Part D- Experimental Design
D-1: Distinguish between dependent and independent variables
Dependent Variable: A measurable, dimensional quality of a target behaviour to change (i.e., rate, frequency, duration…)
Independent Variable: An intervention or treatment that the experimenter can manipulate to identify if the target behaviour will change.
D-2: Distinguish between internal and external validity
Internal Validity: Efficacy of experimental design; A question to ask yourself when identifying internal validity is if the treatment/intervention was responsible for the observed effects of could the effects be due to confounding factors? It’s like the intervention asking, “Is it me? Am I the problem?”
Threats to Internal Validity:
Subject Confounds
Maturation- changes in the subject over the course of an experiment
Prior learning history and current situation
Drop-outs
Setting Confounds
Variables are easier to control in a laboratory than in natural settings
Measurement Confounds
Observer drift
Observer bias
Change in measurement methodology
Repeated assessment
Sequential treatments
Regression to the mean
External Validity: Determining the effectiveness of a treatment/intervention dependent on the functional relation between the social validity and generalizability of a treatment/intervention, under various conditions
Threats to External Validity:
Nonrandomized/non-representative selection of subjects
Nonrandomized assignment of subjects
Limited number of therapists/settings
Reactive effects of pretesting
Reactive effects of being in an experiment
Drop outs
D-3: Identify the defining features of single subject experimental designs (e.g., individuals serve as their own controls, repeated measures, prediction, verification, replication)
Individuals serve as their own controls: Behaviour is an individual and dynamic phenomenon. It changes for each person over time and can be caused by environmental events. An individual has their own learning history which is taken into account when conducting single-subject experimental designs.

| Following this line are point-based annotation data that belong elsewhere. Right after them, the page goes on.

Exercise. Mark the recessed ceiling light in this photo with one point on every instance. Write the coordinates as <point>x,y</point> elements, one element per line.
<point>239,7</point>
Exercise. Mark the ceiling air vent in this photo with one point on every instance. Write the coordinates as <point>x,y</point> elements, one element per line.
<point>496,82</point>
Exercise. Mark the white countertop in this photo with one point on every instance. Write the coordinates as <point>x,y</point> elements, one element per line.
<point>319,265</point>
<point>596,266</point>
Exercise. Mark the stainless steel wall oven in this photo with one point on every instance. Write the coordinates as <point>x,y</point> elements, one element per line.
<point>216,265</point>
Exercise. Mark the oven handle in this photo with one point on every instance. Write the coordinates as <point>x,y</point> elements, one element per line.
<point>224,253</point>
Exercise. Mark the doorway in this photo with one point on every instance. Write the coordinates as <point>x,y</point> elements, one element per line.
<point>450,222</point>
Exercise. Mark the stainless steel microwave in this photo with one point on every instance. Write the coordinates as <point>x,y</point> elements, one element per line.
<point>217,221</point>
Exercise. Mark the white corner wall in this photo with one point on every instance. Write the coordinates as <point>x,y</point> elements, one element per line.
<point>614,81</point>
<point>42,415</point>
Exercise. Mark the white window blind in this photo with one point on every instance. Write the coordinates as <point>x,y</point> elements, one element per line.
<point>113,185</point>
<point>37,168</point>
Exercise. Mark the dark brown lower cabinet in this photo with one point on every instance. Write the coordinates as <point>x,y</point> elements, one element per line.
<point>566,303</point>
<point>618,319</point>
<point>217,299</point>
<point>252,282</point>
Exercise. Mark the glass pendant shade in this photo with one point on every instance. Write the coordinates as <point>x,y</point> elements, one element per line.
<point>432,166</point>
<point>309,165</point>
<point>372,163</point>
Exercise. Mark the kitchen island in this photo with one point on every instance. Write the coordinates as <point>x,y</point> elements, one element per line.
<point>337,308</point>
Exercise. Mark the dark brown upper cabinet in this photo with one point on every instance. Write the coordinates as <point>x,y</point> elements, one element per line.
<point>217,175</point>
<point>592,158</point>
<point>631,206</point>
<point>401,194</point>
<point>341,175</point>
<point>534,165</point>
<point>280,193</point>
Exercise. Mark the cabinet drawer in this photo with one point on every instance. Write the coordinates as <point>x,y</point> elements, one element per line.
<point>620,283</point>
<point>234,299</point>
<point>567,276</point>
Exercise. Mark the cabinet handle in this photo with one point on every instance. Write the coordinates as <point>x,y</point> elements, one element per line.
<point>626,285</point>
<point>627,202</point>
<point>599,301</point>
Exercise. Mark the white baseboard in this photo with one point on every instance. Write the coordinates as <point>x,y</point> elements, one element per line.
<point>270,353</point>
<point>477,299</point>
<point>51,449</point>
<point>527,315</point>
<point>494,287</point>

Repeated Measures: Collecting measurement of the dependent variable multiple times during the baseline and intervention phases to ensure if the intervention is changing behaviour effectively.
Prediction: The hypothesis; the anticipated outcome of a presently unknown or future measurement.
Verification: Demonstrates that if the independent variable was not introduced, the behaviour would revert to baseline levels.
Replication: Demonstrates reliability by reverting to baseline/intervention conditions multiple times.
D-4: Describe the advantages of single-subject experimental designs compared to group designs
D-5: Use single-subject experimental designs (e.g., reversal, multiple baseline, multi-element, changing criterion)
Reversal Design: A-B-A Design; Baseline (A) then independent variable (B) is introduced, then revert back to baseline conditions (A) to determine whether there was a change in behaviour due to the independent variable. The preferred version of a reversal design is to conduct A-B-A-B to demonstrate replication of the behaviour change effects by the independent variable.
Multiple Baseline Design: An alternate to reversal designs, where clinicians can analyze the effects of an independent variable across various behaviours, participants, or settings, without removal of the treatment. This design may be weaker for demonstrating experimental control.
Alternating Treatment Design/Multi-element Design: This experimental design compares two or more independent variables to determine behaviour change effects. A removal of the treatment is not required, different interventions can be compared quickly, sequence effects are minimized, and the intervention can begin immediately. Limitation of this design is that it’s unnatural due to its rapidly changing treatments, there is a limited capacity of 4 conditions, and some treatments may not show effect as longer time is required to demonstrate learning.
Changing Criterion Design: It is used to evaluate effects of an intervention in a systematic format. A formal baseline is conducted at prior to the first invention and then, each phase serves as baseline for the following phase. This experimental design requires careful manipulation of the length of phases, magnitude of criterion changes, and number of criterion changes.
D-6: Describe rationales for conducting comparative, component, and parametric analyses
Comparative Analysis: A comparison of two different treatments.
Example: Using an alternating treatment design to compare performance of a learner with mediators vs staff for PECS.
Component Analysis: Experimental designs that compare different parts of a treatment package or two or more independent variables to identify which part or IV is responsible for behaviour change; Clinicians can use two types of component analysis, drop-out or add-in. Drop-out component analysis refers to when parts of a treatment package are systematically removed to determine effects on the behaviour and Add-in component analysis refers to when parts of a treatment package are systematically added to determine effects on the behaviour.
Example: Treatment package of functional communication response, teaching a replacement skill, visual schedule, and first-then board. Introducing all items, then systematically removing each step of the treatment package to determine which part was most effective at changing behaviour.
Parametric Analysis: Seeks to discover the differential effects of a range of values of the independent variable
Example: How long should a time-out procedure be implemented to be effective at reducing challenging behaviour, 1 minute, 3 minutes, or 5 minutes?